Митрич подал ему кружку, налитую доверху. И, пришурясь, по-стариковски близоруко в огонь уставился.
— Много я слышал, кто из вас за что сюда попал. А вот почему Митрич тут оказался - никак в толк не возьму. Не похож на политического. Ни грамотой, ни болтливостью не наделен, - тихо сказал старший охраны, суровый, пожилой мужчина.
— А я и сам не знаю, за что упекся сюда. Мне - единому в колхозе - дали земельный надел больше других. Да оно и верно. Три сына женатых при мне. У них одних детей почти два десятка. На полатях не помещались! А чтоб новый дом отстроить, с утра до ночи работали, как муравьи. Копейку к копейке сбирали. Старший - гончар. Чуть минута случится свободная, он за круг. И пошли из-под его рук кувшины да кружки, вазы да миски. Все пригожие, в цветах,
что девки в нарядах. Ну и продавал он свои безделицы - в городе, в своем селе. Средний - кузнец. Тоже без дела не сидел. Кому топор, лопату, тяпки. Другому - плуг. Не без копейки, разумеется. Младший - пасечник... Детвора при них сызмальства делу обучалась. Бабы холсты из льна ткали даже ночами. Ну, жили без голоду, грех жаловаться. Хочь и каждый кусок щедрей соли потом поливали. Водилась и скотина в хлеву. По душам ежели посчитать, так и немного. Но другие и того не имели. Позавидовали. Отнимать пришли. Раскулачивать. Я воспротивился. За ружье взялся. Оно с гражданки в углу ржавело. Так за него меня и сгребли. Что властям грозил убийством, обзывал пакостно. За эти матюги. Я их и не наговорил столько, сколько получил. А убивать и не собирался. Нечем было. Патронов не имелось. Одно звание от винтовки. Едино - пугалка. Но вот матерщинником меня на весь уезд ославили, - обиженно сморгнул слезу мужик.

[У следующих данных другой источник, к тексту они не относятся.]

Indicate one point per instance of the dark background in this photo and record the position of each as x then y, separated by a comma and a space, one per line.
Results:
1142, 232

— И кулаком, - добавил Костя.
— Не-ет, грех лишнее болтать. С тем разобрались, что лишнего не имеем, тяжким трудом нажили. Ничего со двора не взяли. Это как перед Богом. Мне, старому, брехать грех.
— Знать, тебя заместо скотины со двора свели. Навроде по- нашему - с худой овцы хоть шерсти клок, - рассмеялся бульдозерист.

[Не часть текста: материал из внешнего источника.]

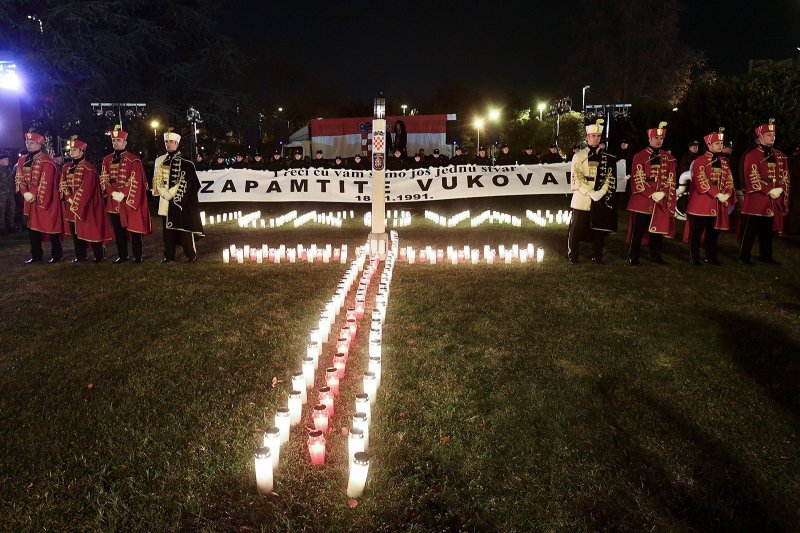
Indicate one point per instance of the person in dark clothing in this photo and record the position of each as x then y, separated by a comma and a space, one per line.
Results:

— С меня проку мало. Кой нынче я работник? Едина видимость от мужика осталась. Ну да что ж, виноват. Нельзя власти лаять. Да и не водилось за мной такого. А тут - спужался насмерть. Вдруг как отымут? Детва с голоду попухнет... И заблажил с перепугу по-дурному, - сник Митрич.
— Если б не тебя, если б не орал, всю скотину со двора свели. Это точно. Тобой подавились. Поняли, заберут - жаловаться станешь. А так хоть какое-то горе семье причинили. И тем довольные, - размышлял бульдозерист вслух.

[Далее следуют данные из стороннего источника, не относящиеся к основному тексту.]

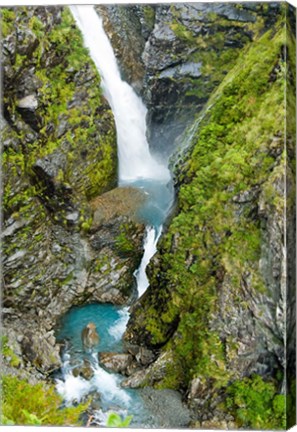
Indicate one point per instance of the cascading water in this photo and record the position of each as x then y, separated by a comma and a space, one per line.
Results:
137, 168
135, 160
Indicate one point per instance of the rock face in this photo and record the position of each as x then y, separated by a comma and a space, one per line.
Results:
215, 310
176, 55
59, 153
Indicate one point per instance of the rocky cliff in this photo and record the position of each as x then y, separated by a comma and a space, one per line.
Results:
215, 311
176, 55
59, 155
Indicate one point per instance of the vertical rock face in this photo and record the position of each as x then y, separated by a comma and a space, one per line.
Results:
216, 305
181, 52
59, 152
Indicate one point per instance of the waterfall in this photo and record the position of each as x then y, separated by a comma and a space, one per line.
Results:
135, 160
150, 248
139, 169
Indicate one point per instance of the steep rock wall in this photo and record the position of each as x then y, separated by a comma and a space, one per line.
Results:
215, 310
176, 55
59, 153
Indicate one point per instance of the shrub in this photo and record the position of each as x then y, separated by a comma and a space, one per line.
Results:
256, 404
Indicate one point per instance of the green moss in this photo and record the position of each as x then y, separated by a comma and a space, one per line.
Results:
23, 403
7, 21
216, 230
124, 243
89, 127
8, 354
256, 404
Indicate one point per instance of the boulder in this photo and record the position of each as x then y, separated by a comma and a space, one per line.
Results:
115, 362
121, 201
84, 370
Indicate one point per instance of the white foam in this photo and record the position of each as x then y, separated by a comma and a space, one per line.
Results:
73, 389
135, 160
119, 327
150, 248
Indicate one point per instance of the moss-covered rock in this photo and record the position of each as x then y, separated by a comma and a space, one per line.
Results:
216, 300
59, 152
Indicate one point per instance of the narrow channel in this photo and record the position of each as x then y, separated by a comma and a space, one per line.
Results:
136, 168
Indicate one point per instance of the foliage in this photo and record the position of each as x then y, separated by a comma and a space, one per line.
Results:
216, 230
27, 404
123, 241
8, 354
256, 404
115, 420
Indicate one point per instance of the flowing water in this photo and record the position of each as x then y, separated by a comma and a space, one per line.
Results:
137, 168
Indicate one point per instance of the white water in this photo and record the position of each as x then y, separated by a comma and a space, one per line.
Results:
135, 160
150, 248
135, 163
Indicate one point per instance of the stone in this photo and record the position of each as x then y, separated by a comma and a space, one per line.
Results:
85, 370
115, 362
29, 102
121, 201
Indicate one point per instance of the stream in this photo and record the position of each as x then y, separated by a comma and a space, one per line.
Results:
136, 168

— Уж чем скотину отнимать, пехай лучше я тут издохну. Без ей моим не выдюжить. А я что? В доме есть кому управляться и без меня. Нынче я - обуза. Лишний рот и морока. А вот скотина - кормилица, - грустно признал дед. - И погибель, как во зло, не берет. Будто Бог навовсе от меня отвернулся. Не видит, не убирает со свету. А я уже и зажился. Пора и честь бы знать. Да смертушка в тайге заблудилась. С перелетными птахами зимовать улетела. Может, вскоре воротится?
— А в доме разве не ждут уже? - спросил старший охраны, крутнув седой головой.
— Э-э, мил человек, о чем ты сказываешь? Я свое пожил. Считай, отмаялся. А дети, внуки - корень рода. Их ростить надо. Об них печалиться и радоваться. Чтоб в сыте жили, Бога любили опрежь всего. И греха пуще смерти боялись бы. А я, что старый лапоть. Пожил, послужил семье и будя. За едину судьбу все заботы не справишь, она, однако, куцая...
— Так вам хоть пишут домашние иль вовсе забыли? - спросил охранник.
— Сын отписывает. Меньшой. Про все дела в доме. Чтоб ведал о заботах. Знамо, подмочь не могу. Но присоветовать покуда горазд.
— Много осталось-то?
— Две зимы маяться. Коль на то будет воля Божья, одюжу, вживе отсюль выберусь, чтоб в своей деревне, на родном погосте схоронили. А не в чужом месте, как пса безродного. Ить там у нас вся родня, деды и прадеды, с кого род - корень наш взялся. С ними рядком и я слягу, коль Творец дозволит мне.